Los señores regresaron a la habitación y esperaron. Pronto
llegó el padre con el atril, la madre con la partitura y la hermana
con el violín. La hermana preparó con tranquilidad todo lo
necesario para tocar. Los padres, que nunca antes habían alquilado
habitaciones, y por ello exageraban la amabilidad con los huéspedes,
no se atrevían a sentarse en sus propias sillas; el padre se apoyó
en la puerta, con la mano derecha colocada entre dos botones de la librea
abrochada; a la madre le fue ofrecida una silla por uno de los señores
y, como la dejó en el lugar en el que, por casualidad, la había
colocado el señor, permanecía sentada en un rincón
apartado.
La hermana empezó a tocar; el padre y la madre, cada uno desde
su lugar, seguían con atención los movimientos de sus manos;
Gregorio, atraído por la música, había avanzado un
poco hacia delante y ya tenía la cabeza en el cuarto de estar. Ya
apenas se extrañaba de que en los últimos tiempos no tenía
consideración con los demás; antes estaba orgulloso de tener
esa consideración y, precisamente ahora, hubiese tenido mayor motivo
para esconderse, porque, como consecuencia del polvo que reinaba en su
habitación, y que volaba por todas partes al menor movimiento, él
mismo estaba también lleno de polvo. Sobre su espalda y sus costados
arrastraba consigo por todas partes hilos, pelos, restos de comida... Su
indiferencia hacia todo era demasiado grande como para tumbarse sobre su
espalda y restregarse contra la alfombra, tal como hacía antes varias
veces al día. Y, a pesar de este estado, no sentía vergüenza
alguna de avanzar por el suelo impecable del comedor.

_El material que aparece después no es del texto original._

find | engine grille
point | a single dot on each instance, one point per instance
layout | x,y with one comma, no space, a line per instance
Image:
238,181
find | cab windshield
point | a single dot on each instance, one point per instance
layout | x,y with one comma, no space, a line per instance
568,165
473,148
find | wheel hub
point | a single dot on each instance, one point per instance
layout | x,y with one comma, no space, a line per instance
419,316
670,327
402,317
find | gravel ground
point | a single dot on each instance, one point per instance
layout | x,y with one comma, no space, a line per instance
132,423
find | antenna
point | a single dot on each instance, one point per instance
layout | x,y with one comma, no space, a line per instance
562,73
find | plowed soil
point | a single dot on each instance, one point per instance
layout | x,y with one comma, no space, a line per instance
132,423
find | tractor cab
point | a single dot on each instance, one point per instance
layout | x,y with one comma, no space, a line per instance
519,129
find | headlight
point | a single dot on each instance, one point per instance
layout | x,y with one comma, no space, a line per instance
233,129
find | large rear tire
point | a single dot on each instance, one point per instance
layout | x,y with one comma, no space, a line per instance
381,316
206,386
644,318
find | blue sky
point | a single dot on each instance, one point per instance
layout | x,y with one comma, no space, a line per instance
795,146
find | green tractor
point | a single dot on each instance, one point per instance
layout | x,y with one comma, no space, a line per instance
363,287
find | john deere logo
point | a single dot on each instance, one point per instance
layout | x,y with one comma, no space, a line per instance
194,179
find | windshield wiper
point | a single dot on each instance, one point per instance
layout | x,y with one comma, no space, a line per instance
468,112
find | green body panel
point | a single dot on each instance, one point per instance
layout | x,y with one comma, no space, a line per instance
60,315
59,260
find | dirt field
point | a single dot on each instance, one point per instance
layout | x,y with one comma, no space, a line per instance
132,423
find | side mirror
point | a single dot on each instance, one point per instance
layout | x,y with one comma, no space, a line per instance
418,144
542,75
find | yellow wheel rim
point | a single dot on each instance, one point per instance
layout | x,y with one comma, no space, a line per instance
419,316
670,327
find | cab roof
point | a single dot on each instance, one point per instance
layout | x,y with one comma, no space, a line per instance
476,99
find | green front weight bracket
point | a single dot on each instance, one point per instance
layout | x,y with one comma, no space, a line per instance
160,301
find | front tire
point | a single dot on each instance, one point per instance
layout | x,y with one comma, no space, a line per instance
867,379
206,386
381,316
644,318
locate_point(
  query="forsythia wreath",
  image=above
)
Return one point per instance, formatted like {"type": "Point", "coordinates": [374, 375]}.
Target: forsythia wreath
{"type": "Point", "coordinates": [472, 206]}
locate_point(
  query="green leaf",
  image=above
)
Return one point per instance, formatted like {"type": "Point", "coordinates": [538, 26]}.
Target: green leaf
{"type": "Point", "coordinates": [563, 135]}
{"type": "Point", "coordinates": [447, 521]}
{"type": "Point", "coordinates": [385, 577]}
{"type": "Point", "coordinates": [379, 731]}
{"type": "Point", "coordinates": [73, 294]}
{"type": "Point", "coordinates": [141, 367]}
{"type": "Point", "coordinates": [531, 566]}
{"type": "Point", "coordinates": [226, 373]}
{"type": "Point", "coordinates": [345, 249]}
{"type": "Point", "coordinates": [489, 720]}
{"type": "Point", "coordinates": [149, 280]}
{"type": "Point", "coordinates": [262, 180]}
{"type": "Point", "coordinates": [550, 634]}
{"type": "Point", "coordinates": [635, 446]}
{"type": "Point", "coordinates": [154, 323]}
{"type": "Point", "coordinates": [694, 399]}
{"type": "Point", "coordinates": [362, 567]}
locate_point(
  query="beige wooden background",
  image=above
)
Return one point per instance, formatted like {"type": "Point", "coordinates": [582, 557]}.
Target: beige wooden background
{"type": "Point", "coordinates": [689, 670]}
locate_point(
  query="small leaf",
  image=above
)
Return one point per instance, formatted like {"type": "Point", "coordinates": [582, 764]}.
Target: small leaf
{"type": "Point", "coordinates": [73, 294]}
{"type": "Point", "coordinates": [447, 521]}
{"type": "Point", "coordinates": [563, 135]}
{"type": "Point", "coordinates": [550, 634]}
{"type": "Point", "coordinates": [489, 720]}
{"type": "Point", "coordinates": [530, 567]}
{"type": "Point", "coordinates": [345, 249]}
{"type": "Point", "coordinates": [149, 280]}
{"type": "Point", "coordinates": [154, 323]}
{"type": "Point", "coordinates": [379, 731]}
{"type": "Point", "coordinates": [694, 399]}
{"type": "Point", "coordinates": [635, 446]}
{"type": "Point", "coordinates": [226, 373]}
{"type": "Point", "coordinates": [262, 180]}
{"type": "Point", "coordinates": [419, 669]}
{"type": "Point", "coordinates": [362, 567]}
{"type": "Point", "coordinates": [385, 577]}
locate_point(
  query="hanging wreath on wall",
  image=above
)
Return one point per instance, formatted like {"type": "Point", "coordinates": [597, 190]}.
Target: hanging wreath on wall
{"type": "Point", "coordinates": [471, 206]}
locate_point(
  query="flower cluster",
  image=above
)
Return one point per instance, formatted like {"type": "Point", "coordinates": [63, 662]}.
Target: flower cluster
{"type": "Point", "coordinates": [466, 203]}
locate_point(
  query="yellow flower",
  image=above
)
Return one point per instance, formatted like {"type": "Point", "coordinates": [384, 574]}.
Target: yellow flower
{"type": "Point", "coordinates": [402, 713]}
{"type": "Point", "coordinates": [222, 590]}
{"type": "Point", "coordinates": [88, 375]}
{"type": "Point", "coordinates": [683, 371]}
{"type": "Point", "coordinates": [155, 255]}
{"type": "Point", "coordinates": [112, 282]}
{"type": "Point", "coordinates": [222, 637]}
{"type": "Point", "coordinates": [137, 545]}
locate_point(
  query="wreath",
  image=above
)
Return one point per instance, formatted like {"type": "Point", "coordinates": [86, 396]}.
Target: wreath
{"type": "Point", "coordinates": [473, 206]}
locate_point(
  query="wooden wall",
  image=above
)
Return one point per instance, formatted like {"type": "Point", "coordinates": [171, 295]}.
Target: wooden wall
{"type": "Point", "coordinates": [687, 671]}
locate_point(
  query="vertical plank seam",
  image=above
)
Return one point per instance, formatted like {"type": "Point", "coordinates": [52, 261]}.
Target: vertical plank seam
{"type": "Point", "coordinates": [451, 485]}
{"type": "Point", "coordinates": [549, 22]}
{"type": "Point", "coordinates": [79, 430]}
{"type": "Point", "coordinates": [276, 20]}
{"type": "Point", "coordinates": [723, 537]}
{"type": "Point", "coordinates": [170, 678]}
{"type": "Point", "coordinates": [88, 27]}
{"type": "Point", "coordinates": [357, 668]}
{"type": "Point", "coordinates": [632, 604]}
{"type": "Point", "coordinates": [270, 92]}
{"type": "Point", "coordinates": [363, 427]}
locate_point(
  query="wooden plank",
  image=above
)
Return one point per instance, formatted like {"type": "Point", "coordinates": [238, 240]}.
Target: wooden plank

Por otra parte, nadie le prestaba atención. La familia estaba
completamente absorta en la música del violín; por el contrario,
los huéspedes, que al principio, con las manos en los bolsillos,
se habían colocado demasiado cerca detrás del atril de la
hermana, de forma que podrían haber leído la partitura, lo
cual sin duda tenía que estorbar a la hermana, hablando a media
voz, con las cabezas inclinadas, se retiraron pronto hacia la ventana,
donde permanecieron observados por el padre con preocupación. Realmente
daba a todas luces la impresión de que habían sido decepcionados
en su suposición de escuchar una pieza bella o divertida al violín,
de que estaban hartos de la función y sólo permitían
que se les molestase por amabilidad. Especialmente la forma en que echaban
a lo alto el humo de los cigarrillos por la boca y por la nariz denotaba
gran nerviosismo. Y, sin embargo, la hermana tocaba tan bien... Su rostro
estaba inclinado hacia un lado, atenta y tristemente seguían sus
ojos las notas del pentagrama. Gregorio avanzó un poco más
y mantenía la cabeza pegada al suelo para, quizá, poder encontrar
sus miradas. ¿Es que era ya una bestia a la que le emocionaba la
música?
Le parecía como si se le mostrase el camino hacia el desconocido
y anhelado alimento. Estaba decidido a acercarse hasta la hermana, tirarle
de la falda y darle así a entender que ella podía entrar
con su violín en su habitación porque nadie podía
recompensar su música como él quería hacerlo. No quería
dejarla salir nunca de su habitación, al menos mientras él
viviese; su horrible forma le sería útil por primera vez;
quería estar a la vez en todas las puertas de su habitación
y tirarse a los que le atacasen; pero la hermana no debía quedarse
con él por la fuerza, sino por su propia voluntad; debería
sentarse junto a él sobre el canapé, inclinar el oído
hacía él, y él deseaba confiarle que había
tenido la firme intención de enviarla al conservatorio y que si
la desgracia no se hubiese cruzado en su camino la Navidad pasada -probablemente
la Navidad ya había pasado- se lo hubiese dicho a todos sin preocuparse
de réplica alguna. Después de esta confesión, la hermana
estallaría en lágrimas de emoción y Gregorio se levantaría
hasta su hombro y le daría un beso en el cuello, que, desde que
iba a la tienda, llevaba siempre al aire sin cintas ni adornos.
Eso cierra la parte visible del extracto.